Covid e rientro a scuola, il nodo da sciogliere: si va verso lo slittamento di tre giorni

Alle 15 e 30 ci sarà una nuova riunione di Anci Sicilia. Parteciperà per il Comune di Catania anche l'assessore alla Pubblica Istruzione Barbara Mirabella, che conferma come l'attuale indirizzo dei primi cittadini sia quello della chiusura prolungata. Prende piede l'ipotesi di uno slittamento di tre giorni della riapertura

Sono ore di attesa per alunni e genitori, che non sanno ancora se lunedì dovranno mandare i propri figli a scuola o farli rimanere a casa, per metterli al sicuro dalla variante Omicron. Il repentino aumento dei contagi da Covid-19 (solo ieri 1741 casi a Catania) ha ribaltato tutte le previsioni fatte in autunno, quando iniziò la campagna di vaccinazione anche per il targhet over 12. Pochi hanno aderito fin da subito, adesso è praticamente impossibile trovare una classe senza alunni positivi. E tocca leccare le ferite, anche se si registrano contagi (con criticità e rischi minori) pure tra chi ha una seconda o terza dose.

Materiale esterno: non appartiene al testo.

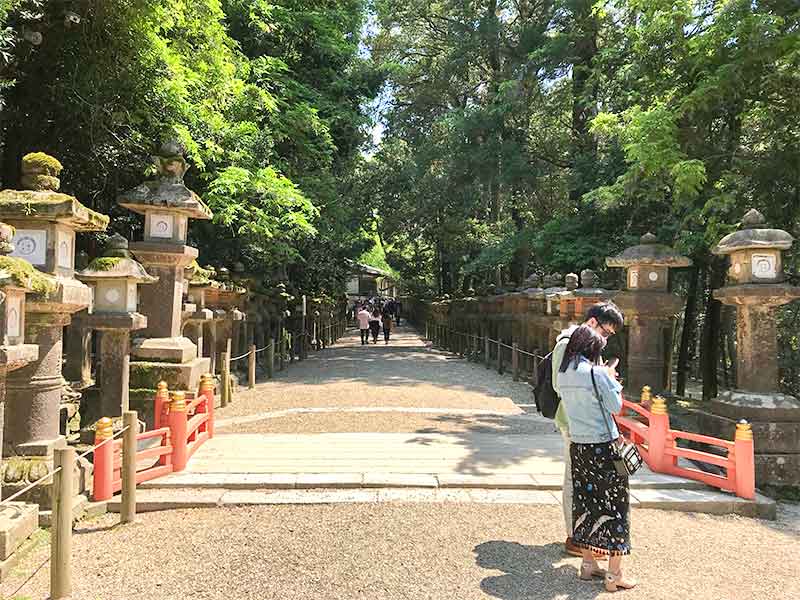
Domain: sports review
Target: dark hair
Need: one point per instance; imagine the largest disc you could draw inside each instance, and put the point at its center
(585, 342)
(605, 313)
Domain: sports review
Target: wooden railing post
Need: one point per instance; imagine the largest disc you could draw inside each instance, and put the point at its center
(251, 367)
(226, 380)
(178, 431)
(744, 461)
(271, 358)
(515, 360)
(657, 431)
(207, 389)
(61, 542)
(128, 505)
(103, 474)
(499, 356)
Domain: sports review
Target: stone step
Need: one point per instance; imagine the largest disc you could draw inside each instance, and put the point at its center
(700, 501)
(276, 481)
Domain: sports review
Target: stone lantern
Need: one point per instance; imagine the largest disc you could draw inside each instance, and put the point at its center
(115, 278)
(650, 310)
(167, 205)
(756, 288)
(46, 222)
(18, 521)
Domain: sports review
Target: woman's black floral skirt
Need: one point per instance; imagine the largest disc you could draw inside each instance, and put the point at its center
(600, 501)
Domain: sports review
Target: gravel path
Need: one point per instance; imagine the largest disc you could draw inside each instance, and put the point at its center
(397, 422)
(401, 551)
(404, 374)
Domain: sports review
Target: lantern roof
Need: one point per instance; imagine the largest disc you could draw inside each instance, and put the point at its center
(755, 234)
(116, 263)
(649, 252)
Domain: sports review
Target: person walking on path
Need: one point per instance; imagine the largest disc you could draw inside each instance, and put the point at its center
(363, 317)
(606, 319)
(375, 325)
(591, 395)
(387, 325)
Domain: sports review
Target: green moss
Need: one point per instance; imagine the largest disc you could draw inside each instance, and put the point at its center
(25, 275)
(43, 163)
(200, 276)
(104, 263)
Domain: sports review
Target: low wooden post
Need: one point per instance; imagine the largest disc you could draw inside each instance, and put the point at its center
(251, 367)
(499, 356)
(178, 422)
(61, 542)
(128, 506)
(744, 461)
(270, 358)
(103, 472)
(207, 385)
(226, 379)
(515, 360)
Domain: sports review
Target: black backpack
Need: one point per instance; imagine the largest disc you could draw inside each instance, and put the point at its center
(545, 396)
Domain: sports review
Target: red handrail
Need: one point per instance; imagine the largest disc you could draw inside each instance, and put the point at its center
(657, 443)
(179, 436)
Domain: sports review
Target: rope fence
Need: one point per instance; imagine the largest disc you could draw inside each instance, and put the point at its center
(62, 477)
(476, 347)
(289, 346)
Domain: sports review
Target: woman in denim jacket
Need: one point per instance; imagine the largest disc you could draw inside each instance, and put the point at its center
(600, 498)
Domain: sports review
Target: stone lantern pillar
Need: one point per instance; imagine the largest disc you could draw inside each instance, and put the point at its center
(167, 205)
(114, 279)
(17, 521)
(756, 287)
(650, 311)
(46, 222)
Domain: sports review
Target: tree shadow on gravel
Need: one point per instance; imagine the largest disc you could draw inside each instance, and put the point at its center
(405, 362)
(531, 572)
(494, 441)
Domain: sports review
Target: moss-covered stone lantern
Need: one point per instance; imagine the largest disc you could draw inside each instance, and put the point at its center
(114, 278)
(756, 287)
(160, 350)
(45, 223)
(650, 311)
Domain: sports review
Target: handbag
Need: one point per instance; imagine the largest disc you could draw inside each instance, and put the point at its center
(626, 456)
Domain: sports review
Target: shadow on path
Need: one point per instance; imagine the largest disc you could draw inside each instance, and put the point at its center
(531, 572)
(405, 361)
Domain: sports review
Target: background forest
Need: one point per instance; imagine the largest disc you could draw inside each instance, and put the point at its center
(516, 136)
(544, 135)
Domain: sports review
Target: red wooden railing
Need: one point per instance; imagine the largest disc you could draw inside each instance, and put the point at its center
(657, 442)
(180, 429)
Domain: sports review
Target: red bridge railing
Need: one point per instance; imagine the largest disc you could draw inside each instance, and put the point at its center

La Regione conferma apertura il 10 gennaio, ma poi corregge il tiro

Se il ministro dell'istruzione Patrizio Bianchi è intenzionato a tirare dritto, confermando la riapertura degli istituti scolastici alla data del 10 gennaio, il presidente della Regione Siciliana Nello Musumeci sembra aver cambiato indirizzo, dopo aver a sua volta annunciato di dover allinearsi a quanto stabilito dal Governo nazionale.  "Ricevo da centinaia di sindaci e da moltissimi presidi sollecitazioni per rinviare la ripresa delle attività scolastiche prevista dal governo centrale per lunedì 10 gennaio. Avevamo anticipato al ministro - ha detto Musumeci, riferendosi al ferrato tra Bianchi ed i presidenti di Regione - che con queste norme nazionali sulla riapertura delle scuole sarebbe stato il caos. Va ricordato infatti che in zona gialla le Regioni non hanno autonomia nel determinare la sospensione delle attività scolastiche. Ho scritto al presidente Draghi rappresentando la gravità della situazione delle ultime ore e ribadito le stesse perplessità da noi espresse nel confronto Stato-Regioni dei giorni scorsi. Valuteremo attentamente nelle prossime ore l'evolversi del contagio per valutare eventuali ulteriori provvedimenti".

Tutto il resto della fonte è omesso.